Della follia agitata per Filumena cosa le rimane?
«Rimane Napoli. Come una saudade. Per le persone conosciute, le passeggiate in città, certi momenti della lavorazione. Rimane l'esperienza di aver avvicinato un grande testo del Novecento, ancora prima che un grande autore. Dovevamo prescindere dalla venerazione per Eduardo, altrimenti avremmo fatto un film con la testa sua, non uno che da lui partiva per esprimere la nostra sensibilità. Ora è il momento di allontanarsi da Filumena, dimenticarla, per partire con la nuova stagione di Imma Tataranni. È stato un momento prestigioso, si torna con umiltà sulla Terra, alla nostra vocazione seriale, ai nostri gialli, alla tv di genere».

Sente Filumena così distante da lei?
«In tutta sincerità, devo ancora capire chi sono.

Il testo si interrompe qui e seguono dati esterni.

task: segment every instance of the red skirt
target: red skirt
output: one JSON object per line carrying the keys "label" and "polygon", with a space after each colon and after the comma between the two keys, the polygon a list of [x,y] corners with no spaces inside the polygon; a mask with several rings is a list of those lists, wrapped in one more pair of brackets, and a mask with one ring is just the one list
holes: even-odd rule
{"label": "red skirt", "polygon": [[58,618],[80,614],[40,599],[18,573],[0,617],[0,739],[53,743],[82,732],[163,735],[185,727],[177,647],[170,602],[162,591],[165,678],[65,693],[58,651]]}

Mi piacciono molte cose. Mi appassiono ai documentari di Rai 5 e posso vedere C'è posta per te. Mi interessa il coinvolgimento emotivo. Nei personaggi, non nei linguaggi. Quando ero studente, al Centro sperimentale, veniva messa in discussione la serialità, si diceva che rovinasse. Non è vero. La serialità è il luna park della regia. Offre la possibilità di esercitarsi sulle storie. Dico Montalbano, Colombo, Derrick. Il caso di puntata. Inizia, finisce e sei allo stesso punto. Come i fumetti di Topolino. Al cinema si può far ridere, far piangere e fare paura.

A me far paura non interessa, le altre due cose sì».

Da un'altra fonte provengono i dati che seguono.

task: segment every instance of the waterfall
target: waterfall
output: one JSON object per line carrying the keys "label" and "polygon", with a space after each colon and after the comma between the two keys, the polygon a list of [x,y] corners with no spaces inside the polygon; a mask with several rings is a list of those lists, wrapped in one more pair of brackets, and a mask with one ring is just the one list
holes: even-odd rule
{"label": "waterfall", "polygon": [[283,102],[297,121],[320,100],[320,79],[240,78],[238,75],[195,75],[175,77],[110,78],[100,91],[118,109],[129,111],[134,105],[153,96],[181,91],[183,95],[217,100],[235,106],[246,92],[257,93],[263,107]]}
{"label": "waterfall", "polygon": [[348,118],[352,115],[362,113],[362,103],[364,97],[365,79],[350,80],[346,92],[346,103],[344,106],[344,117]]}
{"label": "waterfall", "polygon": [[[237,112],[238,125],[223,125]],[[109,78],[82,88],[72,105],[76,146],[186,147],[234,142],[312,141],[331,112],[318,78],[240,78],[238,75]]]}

Cosa ha trovato interessante nel testo di Filumena?
«Una coppia che vive in una condizione di dipendenza affettiva, una relazione di 25 anni, fatta di momenti felici, altri brutti, nella sostanza un rapporto claustrofobico. Ma la dipendenza affettiva permette anche di continuare a vivere in attesa che le cose migliorino, forse tutti ne abbiamo avuto esperienza. Eduardo la racconta in modo affascinante. Credo sia un'opera moderna per questo. È uno dei pochi testi, forse il solo, in cui rappresenta la famiglia con tenerezza, senza sarcasmo o rancore, gli elementi cardine della commedia all'italiana».

Qualcuno ha detto che lei ha visto amore dove non ce n'era.
«Guardi, io riconosco di essermi preso una libertà nel finale. Solo là. Possiamo discutere di quel passaggio, l'unica scena in cui mi sono discostato dalle indicazioni di Eduardo. Nella commedia Domenico Soriano finisce tracannando un bicchiere di vino. È evidente che non si tratta di un happy end. Beve per stordirsi, non per brindare. Per mia vocazione, ho pensato invece a un finale da perfetto melo. È l'unica deroga che mi sono concesso».

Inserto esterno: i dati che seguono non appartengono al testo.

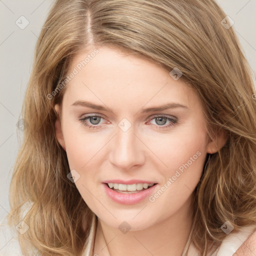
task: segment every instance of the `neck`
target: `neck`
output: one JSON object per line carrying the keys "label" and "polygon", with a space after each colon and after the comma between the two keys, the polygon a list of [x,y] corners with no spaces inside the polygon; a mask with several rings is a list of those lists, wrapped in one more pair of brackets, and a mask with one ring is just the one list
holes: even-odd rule
{"label": "neck", "polygon": [[182,255],[192,224],[191,200],[190,198],[174,214],[146,229],[132,229],[125,234],[98,218],[94,255]]}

Eduardo è intoccabile? Ci si deve giustificare per averlo reinterpretato?
«Tutte le scelte sono nate dalla lettura di un testo che ha flashback, ellissi temporali forti e si svolge dentro casa Soriano per una convenzione. Eduardo stesso avrebbe preferito spostare i personaggi nello studio dell'avvocato, a un certo punto. Esiste la convinzione che rispettare un testo significhi farlo recitare com'è, secondo me vuol dire interrogarlo e restituirlo. Ho lavorato sulla tradizione. Ho visto i film di De Sica e di Eduardo. Mi hanno chiesto perché avessi inventato Diana attrice. L'ha fatto Eduardo nel 51. È un ritratto sopra le righe, più del mio. La fa arrivare dall'Inghilterra. Cos'è allora un testo apocrifo? Se l'autore stesso vi mette mano, è permesso oppure è un oltraggio? Io il testo l'ho studiato. Lo hanno fatto tutti abbastanza?».

Lei è piemontese. Napoli è gelosa?
«Non lo credo, sebbene sia difficile classificarla secondo una sola identità. È una città che si trasforma in continuazione. Non è immobile. La prova è che girare un film d'epoca è complicato. Tra mare e collina, non si espande. Cresce per strati. Le strade sono coperte dai segni della contemporaneità. Ho dovuto guardare a come Wong Kar-Wai lavora su Hong Kong. Non la filma. Ritrae l'epoca con i vestiti, il trucco, i primi piani. In questo senso Filumena non è tv comune, dove si vive di panorami da quando è arrivata la pornografia dei droni. È una città libera come poche altre: Brooklyn, San Paolo, San Francisco. Se due ragazze vogliono camminare tenendosi per mano, a Napoli non ci pensano due volte. Al paese mio, eccome».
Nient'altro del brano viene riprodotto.